How would you misinterpret the results in the absence of stratigraphic information? Use your results to formulate a “stratigraphic null hypothesis” for clusters of last occurrences.
pos = "2km" # position along the onshore-offshore gradient
stopifnot(pos %in% dist) # validity check
adm = adm_list[[pos]] # select age-depth model
rate = 100 # last occurrences per Myr
binsize = 2 # size of sampling bins [m]
# Plot last occurrences at the specified position
p3(from = min_time(adm), to = max_time(adm), rate = rate) |>
time_to_strat(adm, destructive = FALSE) |>
hist(breaks = seq(from = min_height(adm), to = max_height(adm) + binsize, by = binsize),
xlab = "Height [m]",
main = paste0(" # Last occurrences ", pos, " from shore"))
On the platform, the clusters are associated with prolonged hiatuses, caused by drops in sea level..
In the absence of stratigraphic information, these clusters could be misinterpreted as extinction intervals, as there is an elevated rate of last occurrences. If information on sea level change is available, this could be misinterpreted as a causal relationship between sea level and extinction rate, where drops in sea level increase extinction rates.
A stratigraphic null hypothesis might be that times of dropping sea level cause hiatuses close to shore, which lead apparent elevated extinction rates.

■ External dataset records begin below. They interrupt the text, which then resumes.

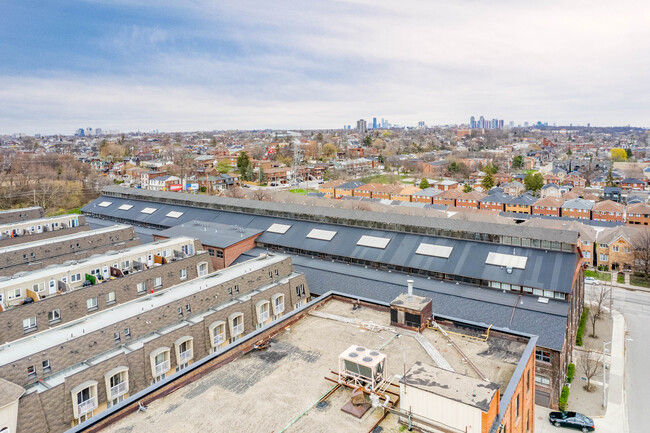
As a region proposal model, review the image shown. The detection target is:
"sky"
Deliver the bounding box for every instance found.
[1,0,649,135]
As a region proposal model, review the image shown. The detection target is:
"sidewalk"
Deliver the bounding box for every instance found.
[535,309,627,433]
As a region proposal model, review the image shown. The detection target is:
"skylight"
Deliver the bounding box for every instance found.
[485,252,527,269]
[306,228,337,241]
[98,201,112,207]
[118,204,133,211]
[415,243,453,258]
[166,211,183,218]
[267,223,291,234]
[141,207,157,215]
[357,235,390,249]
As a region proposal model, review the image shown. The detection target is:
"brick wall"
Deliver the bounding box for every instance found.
[0,226,139,274]
[0,257,306,388]
[500,348,536,433]
[0,224,89,248]
[223,235,260,268]
[0,207,44,224]
[0,253,210,343]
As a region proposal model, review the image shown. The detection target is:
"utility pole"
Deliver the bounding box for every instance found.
[33,189,36,206]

Explore how range offset changes with the true time of extinction, fossil abundance, and position along shore.
Where and why is biostratigraphic precision best/worst?

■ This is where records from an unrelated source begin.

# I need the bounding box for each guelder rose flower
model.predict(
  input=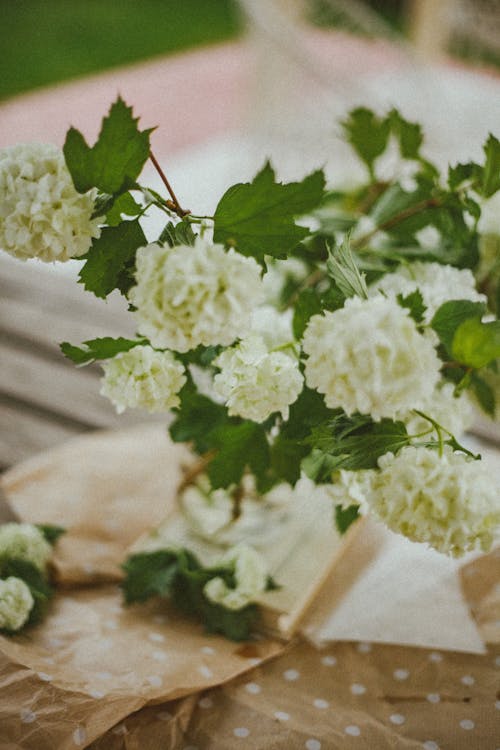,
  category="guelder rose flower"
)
[203,544,268,610]
[325,469,377,514]
[367,446,500,556]
[128,238,264,352]
[370,261,486,322]
[0,577,34,632]
[0,523,52,572]
[303,296,440,420]
[250,305,295,351]
[214,334,303,423]
[0,143,101,261]
[100,345,186,414]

How do your results change when you add a niche model to your code?
To generate more simulations, we write a wrapper function that draws range offset 1000 times for any given parameter choice:
sample_range_offset = function(t_ext, rate, adm, n_rep = 1000){
t = rep(NA, n_rep)
h = rep(NA, n_rep)
for (i in 1:n_rep){
x = range_offset(t_ext = t_ext, rate = rate, adm = adm)
t[i] = x["t"]
h[i] = x["h"]
}
return(list(t = t, h = h))
}
adm = adm_list[["2km"]]
t_ext = 1.5
rate = 5
range_offsets = sample_range_offset(t_ext, rate, adm)
hist(range_offsets$h,
xlab = "Range offset [m]",
main = "Biostratigraphic precision/Stratigraphic range offset")
hist(range_offsets$t,
xlab = "Range offset [Myr]",
main = "Biostratigraphic precision/Temporal range offset")
Running this code across the platform with varying rates and true extinction times, the following patterns emerge:
Range offset increases as fossil abundance decreases - the fewer fossils there are to find the further the last observed occurrence will be from the true extinction, an effect called the Signor-Lipps effect (Signor et al. 1982).
Temporal range offset is highest when the true extinction lies at the end of a gap. As a result, range offset is highest on the platform top in the presence of prolonged hiatuses caused by drops in sea level.
Adding niche models to the code does further increase the range offset (and, as a result, decrease stratigraphic precision) as it further decreases fossil abundance, and adds extirpation effects to range offset.